I would try to lower them to 1 kOhm first, to see if it will affect anything. If it helps, you can gradually make them higher, although doing so will impact your rise-time.

• 10 k$\Omega$ isn't that big for an I2C bus on 10 kHz, though? (Or should it be 100 kHz OP?) Mar 25 '19 at 13:33
• @Huisman Two good points. 10 kOhm wouldn't worry me at 10 kHz on a normal PCB but maybe it's not enough over the cable. And 10 kHz is unusual but not crazy unusual I guess.
– pipe
Mar 25 '19 at 13:53
• 10k Ohm is huge for I2C over any distance. That is the primary problem the OP has. Mar 25 '19 at 15:06
• I guess it is better to split the resistors and use one on each end. 2 pullup-resistors @4.7kΩ, one on each end, should be a better choice than a single 2.2kΩ pullup-resistors. Mar 25 '19 at 19:34
• I will try lower the resistors, that is all that make sence for me after all that comments. Mar 26 '19 at 16:19

You absolutely need to drop your pullup resistors at long distances, and 10m is a long way and 10k Ohm is very high.

The value of the pullup resistor is related to three things:

1. Cable capacitance
2. Aiming voltage and Rx level sense.
3. Speed

Try using any of the available calculators and start your reading here with the TI appnote on pullup values or here with the NXP I2C standard (7.1).

In terms of the problem you are having, it should be obvious that grounding additional pairs (12V,Gnd) in the cable will change the capacitance to the I2C signal wires.

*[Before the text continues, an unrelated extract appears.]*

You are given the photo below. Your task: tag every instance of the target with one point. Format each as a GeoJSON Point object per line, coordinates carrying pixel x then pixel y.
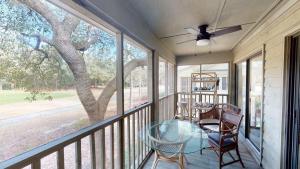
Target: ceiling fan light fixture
{"type": "Point", "coordinates": [202, 42]}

• I agree, CAT5 cable can be assumed to have about 50pF per meter so 10 meters exceed the 400pF capacitance limit of I2C specification. And reaching 400kHz I2C clock can't be achieved with 400pF capacitance by using the specified 3mA pull-up current from resistors. Fortunately, slowing speed down will help - unless the devices have a minimum clock speed limitation. We don't know what devices these are and what is the I2C bus voltages but indeed pullups should be adjusted to provide at least 3mA and if devices allow and agree on the bus low level voltage then even more. Mar 25 '19 at 19:19
• Yes I gonna test with that, but my question is why it work if there is not power over that cable? Mar 26 '19 at 16:20
• A floating cable pair does not have the same capacitance to your signal pair that it has when the cable is grounded. For your configuration both the +12 and the Gnd are essentially the same ….they have capacitance to the signal cable that impacts your risetime. . Mar 26 '19 at 16:25

A few notes:

Getting the right pull up values is vital, particularly for SDA. Different devices can sink different amounts of current. I have seen setups that generate extra 1s in the data because of a too small pull-up resistor, after switching to a smaller sensor chip. The smaller geometries meant it could not pull the bus down to a clean zero.

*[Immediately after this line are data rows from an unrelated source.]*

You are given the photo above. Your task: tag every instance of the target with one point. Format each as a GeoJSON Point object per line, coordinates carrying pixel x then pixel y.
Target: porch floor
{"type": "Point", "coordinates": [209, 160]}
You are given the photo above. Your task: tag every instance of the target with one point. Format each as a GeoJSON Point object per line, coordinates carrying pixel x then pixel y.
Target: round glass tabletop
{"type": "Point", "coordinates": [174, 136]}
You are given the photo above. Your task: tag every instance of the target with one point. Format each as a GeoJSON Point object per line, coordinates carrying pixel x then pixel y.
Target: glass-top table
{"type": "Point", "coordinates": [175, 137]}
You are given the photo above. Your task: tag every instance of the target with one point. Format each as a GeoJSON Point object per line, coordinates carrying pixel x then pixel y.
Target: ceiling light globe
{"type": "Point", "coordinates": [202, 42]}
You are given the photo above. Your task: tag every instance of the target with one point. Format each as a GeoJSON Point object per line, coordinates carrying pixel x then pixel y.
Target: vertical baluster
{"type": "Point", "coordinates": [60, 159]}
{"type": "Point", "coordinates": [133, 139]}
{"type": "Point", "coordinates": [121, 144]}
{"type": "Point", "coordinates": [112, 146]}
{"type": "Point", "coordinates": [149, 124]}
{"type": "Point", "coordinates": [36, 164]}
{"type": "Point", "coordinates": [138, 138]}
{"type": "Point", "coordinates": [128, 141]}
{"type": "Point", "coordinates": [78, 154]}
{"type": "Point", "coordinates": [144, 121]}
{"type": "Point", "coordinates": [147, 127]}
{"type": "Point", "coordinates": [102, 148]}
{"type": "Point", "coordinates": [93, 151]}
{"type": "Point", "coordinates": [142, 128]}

Speed kills. A long cable run is effectively a low pass LRC filter. For many I2C applications you can slow the clock way down without loosing anything. A slower clock can compensate for a weak pull-up and large capacitance (but not a too strong pull-up).

Long cable runs are an invitation to EMI. I have seen an I2C implementation that needed a ferrite clamp to pass immunity testing. End termination, shielded cable, or filters can help.

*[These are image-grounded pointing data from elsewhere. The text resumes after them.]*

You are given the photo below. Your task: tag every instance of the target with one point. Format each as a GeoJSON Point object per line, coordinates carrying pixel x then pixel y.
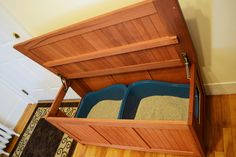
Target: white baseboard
{"type": "Point", "coordinates": [221, 88]}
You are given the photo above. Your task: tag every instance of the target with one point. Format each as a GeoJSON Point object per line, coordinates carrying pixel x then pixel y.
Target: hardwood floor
{"type": "Point", "coordinates": [220, 132]}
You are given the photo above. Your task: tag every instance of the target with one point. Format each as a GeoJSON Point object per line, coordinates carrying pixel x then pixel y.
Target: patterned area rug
{"type": "Point", "coordinates": [36, 139]}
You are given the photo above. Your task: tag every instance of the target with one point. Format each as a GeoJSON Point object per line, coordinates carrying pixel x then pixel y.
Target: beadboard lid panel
{"type": "Point", "coordinates": [142, 41]}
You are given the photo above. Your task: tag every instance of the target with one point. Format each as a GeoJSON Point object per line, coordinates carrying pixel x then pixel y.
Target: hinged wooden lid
{"type": "Point", "coordinates": [104, 50]}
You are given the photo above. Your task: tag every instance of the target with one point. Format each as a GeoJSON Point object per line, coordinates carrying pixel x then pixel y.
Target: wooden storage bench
{"type": "Point", "coordinates": [145, 41]}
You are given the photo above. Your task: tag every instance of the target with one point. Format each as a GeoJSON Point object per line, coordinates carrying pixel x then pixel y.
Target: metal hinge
{"type": "Point", "coordinates": [64, 82]}
{"type": "Point", "coordinates": [186, 62]}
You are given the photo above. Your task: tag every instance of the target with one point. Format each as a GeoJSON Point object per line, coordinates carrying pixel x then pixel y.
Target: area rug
{"type": "Point", "coordinates": [41, 139]}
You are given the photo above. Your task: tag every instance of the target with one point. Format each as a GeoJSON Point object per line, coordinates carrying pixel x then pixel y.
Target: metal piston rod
{"type": "Point", "coordinates": [186, 62]}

Beware parallel resistance. If you have a 1k pull-up at the master, and then a 1k at each of four client devices on the bus, well then you have a net 200 Ohm pull up. Not going to work.

The Sparkfun I2C breakout board is a nice solution that features:

PCA9615 buffer
I2C Supply voltage range 2.3-5.5V
Differential Supply voltage range 3-5.5V
draws 16µA of current
Extends I2C bus up to 100 feet
Data rate up to 400kHz
2x Qwiic Connectors


First: I want to thank community for posting an answers.
Second: I have found a solution based on those answers, here is what I have done:

Tested lowering pullup resistors to 4.7K and 2K. On 2K i start to receive reponses from time to time, so I lower to 1K, then I start to receive responses, but part of data was missing from every single one of them. After that switched pullup resistor on SDA pin with 10K and everything start working stable.
So the solution in my case is 1K pullup on SCL and 10K on SDA.